Given Monday’s quick strike in free agency that netted the Eagles pass rusher Haason Reddick, Tuesday was much more uneventful, especially for those hoping to see another upgrade to Jonathan Gannon’s defense.

But while the Eagles swung and missed at luring a premier safety, they handled some in-house business, tendering restricted free-agent guard Nate Herbig and signing potential restricted free agents Greg Ward and exclusive rights free agent Andre Chachere to 1-year deals. Chachere, who emerged as a valuable core special-teamer, received a small guarantee in his deal, a source told Inside The Birds.

Any other NFL team can sign Herbig, a valuable guard/center who has started 17 games, but the Eagles can retain former Stanford lineman by matching the offer.

The Eagles had told Herbig earlier this month that they planned to retain him, a source told ITB, so Herbig was prepared for the moment. Barring another team making a long-term offer for Herbig, the valuable reserve should return for another season.

Still, after addressing the pass rush early Monday, the first day of the legal tampering window, Eagles fans were anticipating an encore from Howie Roseman on Day 2, specifically a move to address the team’s most pressing overall need headed into free agency.

Marcus Williams

The Eagles took their best shot at free-agent safety Marcus Williams but fell short.

Roseman, the team’s personnel chief, gave his best pitch for Marcus Williams, the former Saints safety once known for being on the wrong end of the “Minneapolis Miracle” that led to Stefon Diggs’ game-winning touchdown for the Vikings over the Saints in a 2017 NFC Divisional Round game.

Williams recovered nicely from his rookie low-point and emerged into not only an upper-echelon safety but arguably the headliner at his position this week on the open market.

The Eagles made an extremely competitive offer for Williams, multiple league sources told Inside The Birds, but were unable to stave off the Baltimore Ravens, who agreed with Williams on a reported $70 million pact over five years, a $14 million annual average that Roseman typically balks at for the position.

One source told ITB that the money was essentially the same, but Williams simply chose the Ravens, a franchise with a long and rich history of providing blue-chip talent at Williams’ position.

Williams’ signing, coupled with Justin Reid’s decision Monday night to agree with the Chiefs on terms, thinned out the safety market, save for Tyrann Mathieu, the three-time Pro Bowler who still isn’t yet 30 and remains well-regarded by personnel sources.

The “Honey Badger” remained unemployed late into Tuesday night, perhaps opening the door for a safety-needy team to swoop in under the assumption that his market has cooled and that Mathieu could be had for $14 million annually or less.

Marcus Maye’s name also came off the board Tuesday night.
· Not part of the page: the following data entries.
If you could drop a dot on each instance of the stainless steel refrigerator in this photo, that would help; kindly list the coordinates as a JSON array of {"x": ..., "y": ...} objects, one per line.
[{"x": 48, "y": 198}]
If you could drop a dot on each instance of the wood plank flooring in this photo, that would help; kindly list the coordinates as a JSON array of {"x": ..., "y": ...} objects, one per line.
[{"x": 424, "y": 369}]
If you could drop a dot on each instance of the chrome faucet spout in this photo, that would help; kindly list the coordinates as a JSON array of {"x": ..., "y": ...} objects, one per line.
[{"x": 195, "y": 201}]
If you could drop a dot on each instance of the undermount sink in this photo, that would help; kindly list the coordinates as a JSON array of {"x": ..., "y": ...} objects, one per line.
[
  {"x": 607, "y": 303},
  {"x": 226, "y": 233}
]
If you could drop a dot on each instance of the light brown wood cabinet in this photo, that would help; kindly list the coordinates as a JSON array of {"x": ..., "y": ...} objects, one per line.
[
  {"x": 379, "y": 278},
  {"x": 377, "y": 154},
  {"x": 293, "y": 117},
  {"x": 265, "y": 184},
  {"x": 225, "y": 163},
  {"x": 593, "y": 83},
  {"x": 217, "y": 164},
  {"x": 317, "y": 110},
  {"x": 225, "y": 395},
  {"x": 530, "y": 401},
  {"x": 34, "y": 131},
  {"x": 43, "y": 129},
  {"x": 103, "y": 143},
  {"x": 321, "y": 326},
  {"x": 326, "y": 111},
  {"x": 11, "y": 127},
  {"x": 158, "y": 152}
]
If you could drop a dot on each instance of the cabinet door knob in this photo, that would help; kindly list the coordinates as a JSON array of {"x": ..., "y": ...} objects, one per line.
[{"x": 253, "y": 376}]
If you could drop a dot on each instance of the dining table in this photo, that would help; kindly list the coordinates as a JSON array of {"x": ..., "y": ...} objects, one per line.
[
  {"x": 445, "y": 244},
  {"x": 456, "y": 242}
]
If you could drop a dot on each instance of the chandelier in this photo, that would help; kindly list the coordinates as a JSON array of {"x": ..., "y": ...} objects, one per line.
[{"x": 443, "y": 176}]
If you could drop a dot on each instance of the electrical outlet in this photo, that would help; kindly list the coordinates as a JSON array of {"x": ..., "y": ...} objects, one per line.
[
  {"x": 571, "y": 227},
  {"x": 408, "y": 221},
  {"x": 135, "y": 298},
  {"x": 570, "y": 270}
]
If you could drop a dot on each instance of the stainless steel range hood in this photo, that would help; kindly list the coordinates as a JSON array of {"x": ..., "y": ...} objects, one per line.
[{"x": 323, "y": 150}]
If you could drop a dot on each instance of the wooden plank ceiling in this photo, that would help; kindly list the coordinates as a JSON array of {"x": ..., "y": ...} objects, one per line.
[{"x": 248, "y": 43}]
The former Jets safety, who’s coming off a torn Achilles while playing on the franchise tag, agreed to join the Saints – replacing Williams – on a reported three-year, $28.5 million deal.

The Eagles had shown some interest in Maye, sources told Inside The Birds, but Maye’s injury status concerned the club, especially given the long-term deal Maye was able to command from New Orleans.

Anthony Harris and Rodney McLeod, last year’s Eagles starting safeties, remain on the market and could each be re-signed if the Eagles can’t find the right prospect for the right money, though a return of that average safety tandem surely wouldn’t inspire much confidence that Roseman had given Gannon enough weapons to improve last year’s anti-septic, sometime ineffectual defense that produced few takeaways and rarely sacked the quarterback.

As for wide receiver, the Eagles embarked on free agency looking to add a veteran presence, sources told Inside The Birds, but a white-hot market Monday led to some unrealistic price tags, to the point where the market was nearly dormant Tuesday.

Agents for remaining, mid-level wide receivers were probably looking to squeeze more dollars for their clients after the Jaguars helped reset the market twice over by agreeing to terms with Christian Kirk on a blockbuster deal worth more annually than some pass rushers received, leading teams to think twice about joining the Jags’ company as the market essentially stalled the next day.

Household names such as Allen Robinson, Juju Smith-Schuster, and the recently released Jarvis Landy headline a list of veteran wide receivers still up for grabs on the market and possibly available for less money than initially anticipated.